But regardless of the reason, once the weight was on, it wouldn't bloody come off again and ever since then I have found it very, very difficult to lose even just a few pounds. Because I couldn't lose the weight, I lost the motivation to exercise the way that I should, so walking the dog is currently the only real exercise that I get. The more weight I put on, the harder it got to move at all and I scoffed carbs such as fizzy drinks, sweets and cakes to make myself feel better about life. It didn't work.
In early 2000 and something, I lost a couple of stone but it was HARD. I wasn't eating anywhere enough and I had to exercise like crazy. Of course, as soon I started eating normally again the pounds gradually crept back up again.
So I find myself in December 2011 and this photo was the straw that broke the camels back.
I felt so ashamed of myself and I hate the way I looked. My stomach is so big that I look pregnant! Although my dad didn't purposely take this photo to make me feel bad, and my sister put it on facebook because it is actually a family photo of the kids opening Christmas presents ALL I COULD SEE WAS MY FAT BODY.
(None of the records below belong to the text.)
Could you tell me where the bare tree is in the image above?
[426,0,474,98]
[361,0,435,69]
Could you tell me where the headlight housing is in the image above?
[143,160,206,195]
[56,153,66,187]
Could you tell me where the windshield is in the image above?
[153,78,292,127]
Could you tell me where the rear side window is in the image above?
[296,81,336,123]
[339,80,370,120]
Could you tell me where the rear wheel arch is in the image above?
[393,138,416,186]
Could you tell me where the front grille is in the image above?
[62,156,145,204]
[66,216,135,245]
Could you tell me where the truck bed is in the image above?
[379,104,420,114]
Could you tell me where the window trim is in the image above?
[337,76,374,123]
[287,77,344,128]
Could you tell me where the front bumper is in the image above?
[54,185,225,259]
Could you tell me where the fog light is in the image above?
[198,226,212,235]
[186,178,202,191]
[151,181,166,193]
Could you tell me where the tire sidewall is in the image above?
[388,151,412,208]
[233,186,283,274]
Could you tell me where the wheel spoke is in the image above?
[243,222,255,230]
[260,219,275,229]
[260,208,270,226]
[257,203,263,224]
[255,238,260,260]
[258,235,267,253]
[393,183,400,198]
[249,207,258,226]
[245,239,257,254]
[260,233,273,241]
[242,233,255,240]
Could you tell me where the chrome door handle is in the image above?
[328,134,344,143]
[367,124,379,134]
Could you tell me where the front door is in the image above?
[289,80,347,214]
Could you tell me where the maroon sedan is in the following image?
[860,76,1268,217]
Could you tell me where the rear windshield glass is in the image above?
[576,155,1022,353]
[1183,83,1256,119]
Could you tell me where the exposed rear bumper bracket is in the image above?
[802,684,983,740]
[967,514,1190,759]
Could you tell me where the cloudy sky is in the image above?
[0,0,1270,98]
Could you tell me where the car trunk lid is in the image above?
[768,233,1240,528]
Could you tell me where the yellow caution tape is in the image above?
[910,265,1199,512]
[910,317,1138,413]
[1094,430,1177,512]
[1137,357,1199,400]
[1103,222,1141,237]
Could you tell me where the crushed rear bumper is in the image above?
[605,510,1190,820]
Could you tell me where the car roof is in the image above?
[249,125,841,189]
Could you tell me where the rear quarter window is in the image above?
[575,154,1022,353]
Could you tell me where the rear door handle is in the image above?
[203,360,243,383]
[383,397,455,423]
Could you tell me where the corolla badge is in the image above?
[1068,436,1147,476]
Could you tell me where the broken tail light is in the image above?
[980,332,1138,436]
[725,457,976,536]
At the time I was a bit upset with them for doing it, especially my sister, but when I am at my goal weight, I will be thanking her for giving me the rocket up the arse that I needed.
I had been looking into diet options for some time, but just by chance I saw a book on Amazon about the Dukan diet and I started to look at reviews and also online elsewhere to see how people were doing on this diet. I had a feeling that this could be the answer I was looking for, the Consolidation Phase was the thing that tipped it for me, because what's the point of losing lb's if you are going to put them back on again (and then some).
So, My Dukan Journey began.
I decided not to go in for the coaching as I am actually a trained Personal Development Coach and Hypnotherapist myself and I know a lot of people in the industry that will be able to help me if I need help down the line. I'm in this for the long haul and although my target date is Sept 2012, I will not be off the consolidation phase for a further year! I am actually happy about that because I really think it is what my body needs; to learn how to feel normal being thin again. At the moment, it seems to think 'fat is normal'.